ねこまんま

ロケットマンのねこまんまのレビュー・感想・評価

ロケットマン(2019年製作の映画)
4.2
もしもピアノが弾けたなら…
人生に今以上の彩が加わることは間違いないでしょう。
ましてやそのピアノの実力がロンドンの王立音楽院に11歳で入学するほどのものであれば。

不仲の両親の元、レジナルドがピアノを始めたのは4歳の頃。その一度聴いた曲を再現する音感の持ち主こそ、後のエルトン・ジョンその人。

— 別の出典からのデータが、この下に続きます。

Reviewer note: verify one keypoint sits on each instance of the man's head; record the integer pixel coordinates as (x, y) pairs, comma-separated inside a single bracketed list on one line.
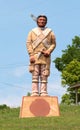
[(41, 21)]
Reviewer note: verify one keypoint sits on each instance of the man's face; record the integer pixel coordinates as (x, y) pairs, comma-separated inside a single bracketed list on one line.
[(41, 22)]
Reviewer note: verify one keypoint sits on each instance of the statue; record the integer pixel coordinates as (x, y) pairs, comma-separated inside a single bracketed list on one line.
[(40, 44)]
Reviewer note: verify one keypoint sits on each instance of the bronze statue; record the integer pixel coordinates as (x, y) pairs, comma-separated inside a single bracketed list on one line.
[(40, 44)]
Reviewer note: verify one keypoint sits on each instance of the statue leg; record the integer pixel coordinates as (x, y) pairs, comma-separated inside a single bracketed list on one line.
[(43, 81), (35, 81)]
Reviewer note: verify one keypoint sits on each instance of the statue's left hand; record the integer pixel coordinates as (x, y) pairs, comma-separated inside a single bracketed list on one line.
[(46, 53), (32, 59)]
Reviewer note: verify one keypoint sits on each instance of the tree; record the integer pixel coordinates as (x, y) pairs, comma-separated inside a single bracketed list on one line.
[(72, 52), (71, 73), (69, 66)]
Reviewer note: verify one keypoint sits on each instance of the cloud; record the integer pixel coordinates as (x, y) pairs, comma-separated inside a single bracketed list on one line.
[(20, 71)]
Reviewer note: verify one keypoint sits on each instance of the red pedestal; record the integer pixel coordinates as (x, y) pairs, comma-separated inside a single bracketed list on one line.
[(39, 106)]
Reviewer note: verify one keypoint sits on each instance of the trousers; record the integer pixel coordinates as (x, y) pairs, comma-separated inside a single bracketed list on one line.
[(39, 78)]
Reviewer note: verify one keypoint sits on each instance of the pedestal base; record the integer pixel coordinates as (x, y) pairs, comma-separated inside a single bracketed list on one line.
[(39, 106)]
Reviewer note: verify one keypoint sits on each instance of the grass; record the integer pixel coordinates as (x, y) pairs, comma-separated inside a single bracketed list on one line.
[(69, 119)]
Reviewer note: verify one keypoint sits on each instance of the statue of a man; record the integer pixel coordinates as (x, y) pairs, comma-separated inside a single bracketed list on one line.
[(40, 44)]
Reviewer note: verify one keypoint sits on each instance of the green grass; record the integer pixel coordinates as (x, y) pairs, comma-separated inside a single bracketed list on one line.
[(69, 119)]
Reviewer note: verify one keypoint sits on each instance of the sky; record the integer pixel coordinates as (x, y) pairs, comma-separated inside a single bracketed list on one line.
[(15, 23)]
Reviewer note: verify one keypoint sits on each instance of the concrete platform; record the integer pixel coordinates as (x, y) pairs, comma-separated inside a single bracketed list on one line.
[(39, 106)]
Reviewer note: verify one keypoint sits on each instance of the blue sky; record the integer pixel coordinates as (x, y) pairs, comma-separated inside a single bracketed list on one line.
[(15, 23)]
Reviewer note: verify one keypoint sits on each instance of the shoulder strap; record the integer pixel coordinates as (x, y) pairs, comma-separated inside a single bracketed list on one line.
[(40, 36)]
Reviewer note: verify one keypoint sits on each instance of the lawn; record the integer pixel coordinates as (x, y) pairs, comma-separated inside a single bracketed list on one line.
[(69, 119)]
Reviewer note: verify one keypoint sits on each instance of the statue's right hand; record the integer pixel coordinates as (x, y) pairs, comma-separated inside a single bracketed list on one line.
[(32, 59)]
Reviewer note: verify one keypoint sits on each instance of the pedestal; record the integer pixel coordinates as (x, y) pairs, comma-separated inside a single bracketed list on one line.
[(39, 106)]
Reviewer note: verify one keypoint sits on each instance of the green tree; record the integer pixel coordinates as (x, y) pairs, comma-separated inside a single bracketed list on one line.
[(72, 52), (71, 73), (69, 66)]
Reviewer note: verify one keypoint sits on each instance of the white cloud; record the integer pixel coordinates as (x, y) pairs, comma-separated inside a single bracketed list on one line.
[(20, 71)]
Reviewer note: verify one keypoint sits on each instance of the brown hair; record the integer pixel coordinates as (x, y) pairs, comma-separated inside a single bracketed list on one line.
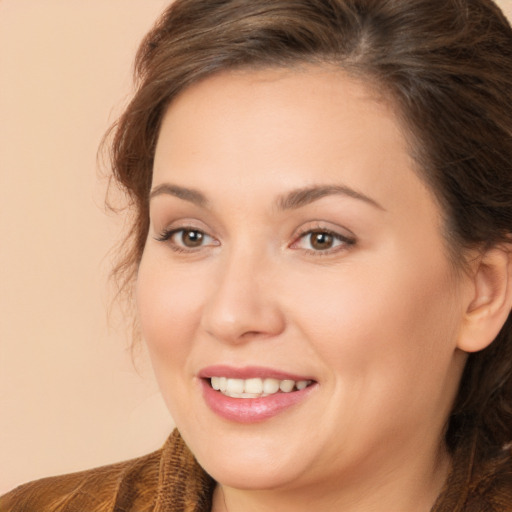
[(446, 65)]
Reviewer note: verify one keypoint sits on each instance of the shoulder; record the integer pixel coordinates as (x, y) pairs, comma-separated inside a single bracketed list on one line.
[(124, 486)]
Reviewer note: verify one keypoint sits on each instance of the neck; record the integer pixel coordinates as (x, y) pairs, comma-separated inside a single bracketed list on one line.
[(408, 487)]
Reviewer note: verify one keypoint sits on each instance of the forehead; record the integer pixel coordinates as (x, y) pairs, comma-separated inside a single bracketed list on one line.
[(297, 126)]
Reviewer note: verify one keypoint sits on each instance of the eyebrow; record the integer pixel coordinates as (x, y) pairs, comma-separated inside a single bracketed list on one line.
[(290, 201), (303, 196)]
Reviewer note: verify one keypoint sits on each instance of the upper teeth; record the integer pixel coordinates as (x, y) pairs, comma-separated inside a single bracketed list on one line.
[(256, 387)]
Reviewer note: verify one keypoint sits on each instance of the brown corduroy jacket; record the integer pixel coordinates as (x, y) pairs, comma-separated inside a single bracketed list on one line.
[(170, 480)]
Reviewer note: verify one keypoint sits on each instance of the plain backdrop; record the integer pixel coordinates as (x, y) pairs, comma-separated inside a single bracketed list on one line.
[(70, 396)]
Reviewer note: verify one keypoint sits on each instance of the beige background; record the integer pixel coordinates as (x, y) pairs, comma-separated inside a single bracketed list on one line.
[(70, 397)]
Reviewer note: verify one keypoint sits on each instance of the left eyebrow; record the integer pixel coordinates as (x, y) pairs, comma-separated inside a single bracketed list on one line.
[(304, 196)]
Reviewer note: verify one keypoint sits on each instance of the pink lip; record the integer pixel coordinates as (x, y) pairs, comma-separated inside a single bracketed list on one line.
[(250, 410), (248, 372)]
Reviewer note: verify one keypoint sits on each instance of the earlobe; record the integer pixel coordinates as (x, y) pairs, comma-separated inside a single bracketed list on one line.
[(491, 299)]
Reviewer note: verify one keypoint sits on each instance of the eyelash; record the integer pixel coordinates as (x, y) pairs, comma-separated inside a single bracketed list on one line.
[(345, 241)]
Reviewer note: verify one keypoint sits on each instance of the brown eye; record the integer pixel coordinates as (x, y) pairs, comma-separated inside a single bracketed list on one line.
[(191, 238), (321, 241)]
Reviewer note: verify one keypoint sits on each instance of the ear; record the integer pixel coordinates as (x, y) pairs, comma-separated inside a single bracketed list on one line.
[(490, 299)]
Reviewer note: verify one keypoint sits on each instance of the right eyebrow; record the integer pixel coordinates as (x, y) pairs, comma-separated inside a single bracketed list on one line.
[(187, 194)]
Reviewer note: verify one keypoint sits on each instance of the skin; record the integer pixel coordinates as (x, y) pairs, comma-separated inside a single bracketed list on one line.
[(376, 321)]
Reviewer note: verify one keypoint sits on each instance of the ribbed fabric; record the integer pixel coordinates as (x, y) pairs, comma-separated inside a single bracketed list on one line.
[(170, 480)]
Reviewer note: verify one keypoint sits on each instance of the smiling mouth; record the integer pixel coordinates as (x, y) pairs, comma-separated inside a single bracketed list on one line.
[(256, 387)]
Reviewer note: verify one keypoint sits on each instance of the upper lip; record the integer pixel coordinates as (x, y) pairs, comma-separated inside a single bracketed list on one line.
[(248, 372)]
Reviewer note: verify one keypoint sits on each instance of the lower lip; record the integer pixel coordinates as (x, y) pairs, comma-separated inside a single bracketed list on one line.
[(251, 410)]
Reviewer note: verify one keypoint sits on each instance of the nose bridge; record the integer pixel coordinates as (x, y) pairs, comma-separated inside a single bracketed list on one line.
[(242, 304)]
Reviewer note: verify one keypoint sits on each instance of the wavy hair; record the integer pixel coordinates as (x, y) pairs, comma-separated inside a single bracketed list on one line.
[(447, 67)]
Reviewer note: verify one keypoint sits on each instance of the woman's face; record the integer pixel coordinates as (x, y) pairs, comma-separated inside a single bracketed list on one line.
[(293, 246)]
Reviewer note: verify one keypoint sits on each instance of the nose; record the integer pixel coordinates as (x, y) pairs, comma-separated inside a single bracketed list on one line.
[(243, 304)]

エルトンの半生を彼自身の名曲に乗せて綴るミュージカル。
演じるタロンの憑依っぷりに圧倒され、その奇抜なファッションに目を見張り。
けれど。やはり。その楽曲の素晴らしさに心を奪われます。

親の愛情に飢えた彼の心を満たすこと
それは音楽で成功し、認めてもらうことに等しく。
素晴らしいメロディを創ることに長けていたものの、歌詞が描けなかった彼の前にバーニーという天才的な詩人が現れたことから、運命の歯車が回り出します。

栄光を掴み、孤独は癒されたのでしょうか?
更なる重圧、性的な悩み、容姿へのコンプレックスなどからお酒、ドラッグに溺れる姿も容赦無く描かれています。

あれほど世界的に成功を収めた彼なのに。
愛を求めて震える子供時代そのままに見える場面の数々。


父に、母に。
上手に弾けたね、と一言褒めて欲しかった
彼の心の叫び。
ピアノが無かったら。レジナルドがエルトンになることも無かったのでしょう…


私の記憶にも、小さな指で鍵盤を弾く楽しさがあります。母がいなくなり、残念ながらピアノを続けることは叶わなかったのですが。
もしも、弾き続けていられていたらと思うのは、こんな作品に出逢う時。